Aux origines d’un concept dominant

La croissance verte semble s’imposer comme un horizon commun aux politiques de transition énergétique. Mais d'où vient ce concept et qui est-ce qui le porte ? Fait-il réellement consensus internationalement ?

Le concept de croissance verte est né dans les années 2000, notamment dans le giron de l’OCDE, avec l’idée que la transition énergétique pouvait devenir un moteur économique. Il a été repris par des institutions comme la Banque mondiale ou la Commission européenne, mais il n’a jamais fait pleinement consensus. Certaines puissances comme les États-Unis sous la présidence de D. Trump s’y sont opposées, privilégiant une logique extractiviste fondée sur les hydrocarbures. Le G20 ou la COP en sont témoins : les divergences sur le chemin à suivre restent fortes.

Limites écologiques et fondements du capitalisme

La croissance verte peut-elle vraiment répondre aux limites écologiques si elle ne remet pas en question les fondements du modèle de croissance, comme le soulignait déjà le rapport Meadows publié en 1972 ?

Commandé par le Club de Rome, ce rapport soulignait les limites d’une croissance infinie dans un monde fini. Or, la croissance verte repose sur une promesse : découpler croissance économique et pression environnementale. C’est un pari soutenu par des modèles économiques. Selon le rapport Stern par exemple, investir 1 % du PIB pour limiter le réchauffement coûterait bien moins cher que d’en subir les effets (5 à 20 % du PIB). Ce raisonnement permet de convaincre économistes et décideurs, mais il ne résout pas toutes les contradictions du modèle.
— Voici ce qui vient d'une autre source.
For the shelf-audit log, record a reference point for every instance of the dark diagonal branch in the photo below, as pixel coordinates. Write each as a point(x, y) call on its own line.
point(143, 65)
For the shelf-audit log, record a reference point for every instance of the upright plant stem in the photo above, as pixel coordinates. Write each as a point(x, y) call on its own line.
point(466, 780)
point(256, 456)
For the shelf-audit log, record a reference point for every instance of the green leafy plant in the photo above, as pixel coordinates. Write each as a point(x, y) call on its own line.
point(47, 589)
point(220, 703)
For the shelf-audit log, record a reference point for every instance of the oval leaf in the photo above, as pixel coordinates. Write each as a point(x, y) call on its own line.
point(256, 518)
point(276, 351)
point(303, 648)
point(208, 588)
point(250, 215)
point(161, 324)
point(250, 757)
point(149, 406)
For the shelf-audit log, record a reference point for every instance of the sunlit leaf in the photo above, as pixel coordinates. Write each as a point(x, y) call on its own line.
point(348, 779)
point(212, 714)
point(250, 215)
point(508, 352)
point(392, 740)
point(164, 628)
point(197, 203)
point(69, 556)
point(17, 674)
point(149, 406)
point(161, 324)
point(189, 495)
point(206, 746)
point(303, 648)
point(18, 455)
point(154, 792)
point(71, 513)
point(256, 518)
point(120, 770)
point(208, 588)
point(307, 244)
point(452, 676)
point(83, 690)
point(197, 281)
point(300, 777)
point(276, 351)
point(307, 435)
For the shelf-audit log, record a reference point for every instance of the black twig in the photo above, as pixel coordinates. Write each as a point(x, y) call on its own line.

Faut-il remettre en cause le capitalisme pour que cette croissance verte soit efficace ?

Pas nécessairement. Certains modèles, comme celui de Nordhaus, montrent qu’un capitalisme régulé — avec des taxes carbone ou des normes fortes — pourrait fonctionner. Mais cela suppose un encadrement strict, une vraie régulation des marchés et une vision de long terme. Ce n’est donc pas un capitalisme dérégulé et financiarisé qui pourra répondre à l’urgence écologique.

Une transition pensée par et pour le Nord ?
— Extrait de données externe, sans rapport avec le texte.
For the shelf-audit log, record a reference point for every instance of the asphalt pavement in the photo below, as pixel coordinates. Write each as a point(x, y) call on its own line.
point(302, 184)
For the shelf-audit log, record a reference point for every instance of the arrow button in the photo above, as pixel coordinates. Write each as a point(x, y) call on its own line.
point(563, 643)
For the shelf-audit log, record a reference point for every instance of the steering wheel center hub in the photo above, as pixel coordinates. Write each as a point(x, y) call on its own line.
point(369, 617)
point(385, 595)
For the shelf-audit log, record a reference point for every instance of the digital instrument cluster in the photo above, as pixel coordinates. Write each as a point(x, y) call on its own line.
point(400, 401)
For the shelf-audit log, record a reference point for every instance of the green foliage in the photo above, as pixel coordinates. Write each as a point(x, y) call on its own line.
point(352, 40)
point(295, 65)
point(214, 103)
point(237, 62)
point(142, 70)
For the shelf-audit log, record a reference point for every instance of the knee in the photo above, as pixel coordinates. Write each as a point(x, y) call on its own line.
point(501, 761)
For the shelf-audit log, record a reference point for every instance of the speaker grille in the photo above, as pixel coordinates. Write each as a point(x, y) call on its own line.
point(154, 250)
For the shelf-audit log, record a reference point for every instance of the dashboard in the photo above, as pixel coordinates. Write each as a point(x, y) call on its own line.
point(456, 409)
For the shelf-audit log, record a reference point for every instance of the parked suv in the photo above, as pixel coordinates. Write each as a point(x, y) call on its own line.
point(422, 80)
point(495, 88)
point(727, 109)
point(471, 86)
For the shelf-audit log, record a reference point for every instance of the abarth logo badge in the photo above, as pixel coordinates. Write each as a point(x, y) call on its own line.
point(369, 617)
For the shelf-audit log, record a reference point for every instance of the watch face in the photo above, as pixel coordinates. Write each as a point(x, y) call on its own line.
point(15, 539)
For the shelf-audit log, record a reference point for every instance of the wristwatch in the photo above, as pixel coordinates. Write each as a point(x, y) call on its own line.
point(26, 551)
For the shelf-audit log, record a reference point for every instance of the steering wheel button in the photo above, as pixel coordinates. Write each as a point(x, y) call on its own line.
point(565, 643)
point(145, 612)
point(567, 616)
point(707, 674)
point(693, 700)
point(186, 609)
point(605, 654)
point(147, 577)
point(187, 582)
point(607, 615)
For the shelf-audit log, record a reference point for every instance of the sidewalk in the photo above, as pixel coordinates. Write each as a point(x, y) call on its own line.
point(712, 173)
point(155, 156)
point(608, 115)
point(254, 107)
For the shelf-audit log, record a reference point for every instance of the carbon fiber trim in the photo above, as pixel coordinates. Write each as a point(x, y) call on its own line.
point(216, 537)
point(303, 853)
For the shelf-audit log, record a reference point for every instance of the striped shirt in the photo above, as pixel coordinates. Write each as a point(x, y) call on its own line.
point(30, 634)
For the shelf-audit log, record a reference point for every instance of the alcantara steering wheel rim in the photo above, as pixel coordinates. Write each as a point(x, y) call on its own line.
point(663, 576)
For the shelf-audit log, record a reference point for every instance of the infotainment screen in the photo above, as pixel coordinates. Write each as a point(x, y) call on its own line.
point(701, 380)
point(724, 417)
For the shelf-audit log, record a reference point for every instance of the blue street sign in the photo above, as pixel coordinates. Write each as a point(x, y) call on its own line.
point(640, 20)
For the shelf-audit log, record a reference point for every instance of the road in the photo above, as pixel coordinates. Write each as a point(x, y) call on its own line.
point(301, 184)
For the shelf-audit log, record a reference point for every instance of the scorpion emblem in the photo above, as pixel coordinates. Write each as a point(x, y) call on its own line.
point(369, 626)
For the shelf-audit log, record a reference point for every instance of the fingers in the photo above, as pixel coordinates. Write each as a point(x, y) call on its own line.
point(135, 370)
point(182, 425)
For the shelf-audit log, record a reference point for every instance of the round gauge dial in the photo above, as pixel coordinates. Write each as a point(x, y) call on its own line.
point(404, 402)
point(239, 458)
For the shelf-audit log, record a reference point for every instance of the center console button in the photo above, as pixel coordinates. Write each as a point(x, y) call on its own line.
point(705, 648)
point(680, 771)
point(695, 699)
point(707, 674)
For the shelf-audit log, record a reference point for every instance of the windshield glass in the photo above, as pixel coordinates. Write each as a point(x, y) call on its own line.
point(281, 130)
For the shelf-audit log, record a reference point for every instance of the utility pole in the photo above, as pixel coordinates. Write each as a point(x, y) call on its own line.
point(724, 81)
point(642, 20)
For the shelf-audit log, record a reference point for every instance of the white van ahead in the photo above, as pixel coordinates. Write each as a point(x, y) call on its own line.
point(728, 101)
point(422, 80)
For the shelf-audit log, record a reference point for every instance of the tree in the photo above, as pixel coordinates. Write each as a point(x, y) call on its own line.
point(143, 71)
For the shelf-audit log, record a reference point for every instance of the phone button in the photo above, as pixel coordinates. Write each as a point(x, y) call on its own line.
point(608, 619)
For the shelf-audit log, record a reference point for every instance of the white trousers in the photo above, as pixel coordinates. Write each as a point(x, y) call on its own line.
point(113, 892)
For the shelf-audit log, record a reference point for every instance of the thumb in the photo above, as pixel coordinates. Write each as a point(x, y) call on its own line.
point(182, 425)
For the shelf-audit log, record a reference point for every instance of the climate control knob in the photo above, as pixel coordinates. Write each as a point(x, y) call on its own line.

Ce verdissement du capitalisme semble surtout porté par les pays du Nord. Les puissances économiques mobilisent-elles l'urgence climatique pour imposer de nouvelles formes de domination aux pays en développement ou du Sud global ? Si oui lesquelles ?

Oui, on observe un déséquilibre structurel. Les pays du Nord proposent des règles (normes, taxonomies, mécanismes carbone) qui peuvent exclure ou pénaliser les pays du Sud. La logique est parfois celle d’un « éco-conditionnement » de l’aide ou du financement, sans toujours tenir compte des réalités locales. Il y a un enjeu de justice climatique fondamental : qui a pollué, qui paie, qui décide ? Le risque, c’est d’imposer un modèle vertical, peu compatible avec les besoins spécifiques des pays du Sud.

Pauvreté, inégalités : n’est-ce pas un piège pour le Sud ?

Effectivement, sans accompagnement financier et technologique, la transition peut aggraver les inégalités. Certains pays pauvres doivent en même temps s’adapter, réduire leurs émissions et maintenir leur développement. Il y a là un triple défi. Le Maroc, par exemple, tente de concilier ces enjeux, mais tous les pays n’ont pas les mêmes marges de manœuvre.

Des initiatives locales émergent. Existe-t-il par exemple un contre-modèle africain de transition, capable d’articuler justice climatique, développement et autonomie ?

Il existe des initiatives, notamment dans l’adaptation — gestion de l’eau, résilience agricole, accès décentralisé à l’énergie. Mais parler de « modèle africain » serait prématuré. Ce sont souvent des réponses locales, ponctuelles, qui peinent à s’articuler à l’échelle régionale ou continentale. La dépendance aux financements extérieurs reste forte, et les institutions multilatérales ne favorisent pas toujours une autonomie stratégique.

Produire vert, mais à quel prix ?

La croissance verte implique d'électrifier nos économies, de produire et d'extraire davantage pour changer d'infrastructures de production énergétique. Le verdissement à venir par l'annulation des émissions de CO2, pourra-t-il compenser la pollution pour y arriver ?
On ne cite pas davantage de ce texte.